The page is still live. It still ranks. Mike King is still publishing under his name. If 'self-promotional listicle ranked #1' were the signal Google's classifier downweighted, this page would have lost visibility on the exact dates Ray's anonymous casualties did. It didn't. The difference between iPullRank's #1 self-listing and the SaaS casualties Ray documented is not the format and not the self-placement. It is everything else: disclosed bias, named methodology, named author, real measurement, no template scaling.

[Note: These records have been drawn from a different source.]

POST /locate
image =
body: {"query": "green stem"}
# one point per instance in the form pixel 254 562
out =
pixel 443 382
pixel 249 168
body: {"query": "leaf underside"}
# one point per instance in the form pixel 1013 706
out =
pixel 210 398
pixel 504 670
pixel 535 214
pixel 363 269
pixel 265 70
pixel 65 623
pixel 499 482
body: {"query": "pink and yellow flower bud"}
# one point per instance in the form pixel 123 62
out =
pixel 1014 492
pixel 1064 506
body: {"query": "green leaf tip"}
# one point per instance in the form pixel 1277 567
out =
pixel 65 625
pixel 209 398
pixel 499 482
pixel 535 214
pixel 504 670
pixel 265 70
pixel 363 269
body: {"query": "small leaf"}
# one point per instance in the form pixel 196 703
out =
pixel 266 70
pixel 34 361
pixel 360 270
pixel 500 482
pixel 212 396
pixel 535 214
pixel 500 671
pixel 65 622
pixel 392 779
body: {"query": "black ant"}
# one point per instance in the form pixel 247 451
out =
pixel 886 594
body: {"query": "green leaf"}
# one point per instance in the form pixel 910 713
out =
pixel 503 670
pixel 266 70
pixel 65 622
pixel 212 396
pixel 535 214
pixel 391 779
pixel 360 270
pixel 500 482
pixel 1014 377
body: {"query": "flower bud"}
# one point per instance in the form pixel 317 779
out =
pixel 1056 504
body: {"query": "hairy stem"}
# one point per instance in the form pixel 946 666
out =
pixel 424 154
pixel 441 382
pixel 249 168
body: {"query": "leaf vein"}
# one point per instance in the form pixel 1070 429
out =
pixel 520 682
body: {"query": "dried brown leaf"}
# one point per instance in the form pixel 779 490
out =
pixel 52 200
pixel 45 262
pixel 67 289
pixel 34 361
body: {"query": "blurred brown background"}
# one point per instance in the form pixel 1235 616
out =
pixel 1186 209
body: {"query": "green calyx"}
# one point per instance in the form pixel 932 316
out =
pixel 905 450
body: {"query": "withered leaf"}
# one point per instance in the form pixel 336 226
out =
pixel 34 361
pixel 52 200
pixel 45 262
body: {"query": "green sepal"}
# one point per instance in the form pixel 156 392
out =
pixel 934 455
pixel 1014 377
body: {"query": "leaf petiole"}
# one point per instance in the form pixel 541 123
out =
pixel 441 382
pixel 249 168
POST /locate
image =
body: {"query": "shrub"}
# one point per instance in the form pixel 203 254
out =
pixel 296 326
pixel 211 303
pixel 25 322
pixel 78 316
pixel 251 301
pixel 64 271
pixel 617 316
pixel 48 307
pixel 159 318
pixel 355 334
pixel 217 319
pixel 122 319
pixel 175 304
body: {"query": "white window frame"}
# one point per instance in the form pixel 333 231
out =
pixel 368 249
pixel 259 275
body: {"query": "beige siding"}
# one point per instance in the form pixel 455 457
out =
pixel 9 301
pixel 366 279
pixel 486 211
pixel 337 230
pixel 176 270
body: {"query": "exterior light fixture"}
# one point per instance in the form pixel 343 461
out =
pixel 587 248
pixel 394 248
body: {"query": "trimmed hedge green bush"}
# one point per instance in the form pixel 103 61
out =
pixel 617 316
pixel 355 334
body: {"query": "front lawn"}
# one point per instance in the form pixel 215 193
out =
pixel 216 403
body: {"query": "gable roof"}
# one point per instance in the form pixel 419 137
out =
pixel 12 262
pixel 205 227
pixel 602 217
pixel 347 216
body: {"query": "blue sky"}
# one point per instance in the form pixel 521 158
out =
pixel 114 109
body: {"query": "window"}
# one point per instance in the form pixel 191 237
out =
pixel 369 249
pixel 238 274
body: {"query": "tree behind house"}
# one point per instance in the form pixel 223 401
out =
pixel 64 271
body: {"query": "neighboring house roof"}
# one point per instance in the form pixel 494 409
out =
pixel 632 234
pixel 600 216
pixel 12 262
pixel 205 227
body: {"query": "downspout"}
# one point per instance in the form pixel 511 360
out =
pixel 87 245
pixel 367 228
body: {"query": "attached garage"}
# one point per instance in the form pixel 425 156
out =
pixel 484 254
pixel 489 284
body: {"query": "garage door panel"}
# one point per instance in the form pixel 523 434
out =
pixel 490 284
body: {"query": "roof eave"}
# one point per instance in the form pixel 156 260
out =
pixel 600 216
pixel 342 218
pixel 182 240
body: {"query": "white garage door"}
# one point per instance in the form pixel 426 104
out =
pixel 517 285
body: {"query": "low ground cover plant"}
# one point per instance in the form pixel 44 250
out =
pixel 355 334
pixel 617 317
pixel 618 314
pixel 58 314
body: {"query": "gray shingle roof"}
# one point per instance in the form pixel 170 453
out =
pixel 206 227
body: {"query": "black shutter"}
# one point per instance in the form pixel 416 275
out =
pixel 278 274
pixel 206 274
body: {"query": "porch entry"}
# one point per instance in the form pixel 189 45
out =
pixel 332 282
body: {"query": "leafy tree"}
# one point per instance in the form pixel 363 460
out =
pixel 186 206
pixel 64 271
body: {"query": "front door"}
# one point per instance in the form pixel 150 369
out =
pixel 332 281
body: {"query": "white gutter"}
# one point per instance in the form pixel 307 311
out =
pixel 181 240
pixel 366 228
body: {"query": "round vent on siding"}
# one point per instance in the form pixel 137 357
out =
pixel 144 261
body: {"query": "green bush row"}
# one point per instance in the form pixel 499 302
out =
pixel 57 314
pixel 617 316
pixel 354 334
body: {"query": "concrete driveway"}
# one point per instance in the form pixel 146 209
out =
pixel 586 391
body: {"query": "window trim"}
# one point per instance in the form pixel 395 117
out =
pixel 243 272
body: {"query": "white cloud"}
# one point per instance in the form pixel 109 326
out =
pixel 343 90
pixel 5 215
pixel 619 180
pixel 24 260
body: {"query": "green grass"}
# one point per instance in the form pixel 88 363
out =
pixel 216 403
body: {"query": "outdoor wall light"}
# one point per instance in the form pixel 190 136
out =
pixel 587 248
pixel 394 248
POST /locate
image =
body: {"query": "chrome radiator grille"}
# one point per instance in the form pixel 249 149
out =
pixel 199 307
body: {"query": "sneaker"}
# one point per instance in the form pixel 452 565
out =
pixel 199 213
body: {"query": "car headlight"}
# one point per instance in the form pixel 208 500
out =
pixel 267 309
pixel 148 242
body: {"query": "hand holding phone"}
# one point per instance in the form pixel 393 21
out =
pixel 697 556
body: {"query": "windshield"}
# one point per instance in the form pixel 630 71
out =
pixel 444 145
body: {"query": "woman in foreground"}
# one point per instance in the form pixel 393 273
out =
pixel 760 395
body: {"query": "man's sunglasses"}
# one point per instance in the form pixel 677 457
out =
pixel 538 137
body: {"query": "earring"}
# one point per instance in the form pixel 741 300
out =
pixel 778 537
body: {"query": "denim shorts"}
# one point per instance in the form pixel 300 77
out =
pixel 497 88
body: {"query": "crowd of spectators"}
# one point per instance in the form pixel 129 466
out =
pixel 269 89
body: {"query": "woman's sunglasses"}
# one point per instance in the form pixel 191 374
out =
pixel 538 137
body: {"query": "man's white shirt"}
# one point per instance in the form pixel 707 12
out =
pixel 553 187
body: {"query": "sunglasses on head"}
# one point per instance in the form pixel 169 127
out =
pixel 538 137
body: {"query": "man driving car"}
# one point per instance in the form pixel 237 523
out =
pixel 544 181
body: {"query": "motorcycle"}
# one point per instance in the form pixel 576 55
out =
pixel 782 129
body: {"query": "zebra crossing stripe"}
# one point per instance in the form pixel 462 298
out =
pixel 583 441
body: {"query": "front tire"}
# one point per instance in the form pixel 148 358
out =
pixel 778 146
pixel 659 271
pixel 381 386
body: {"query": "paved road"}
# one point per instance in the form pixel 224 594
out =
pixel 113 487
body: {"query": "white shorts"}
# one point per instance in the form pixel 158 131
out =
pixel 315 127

Evertune published a 25,000-URL analysis on May 19, 2026 — after the listicle-penalty narrative had peaked. Of roughly 400 million citations across all models, 63% pointed to listicles. Half of the URLs Evertune analysed were listicles. Listicles, in May 2026, are still the dominant cited format in AI search. The narrative outran the data.

“Across nearly 400 million citations from all models, 63% pointed to listicles.”
— Evertune · May 19, 2026

Signal stack · 05

What is actually being penalized

Drop the format frame. The signal Google's classifier appears to act on is a conjunction — not any single property, but the co-occurrence of several. Read down the rows below and ask, against any given page, how many fire. Pages that fire none are fine. Pages that fire one or two are fine. Pages that fire five at once are the ones losing visibility.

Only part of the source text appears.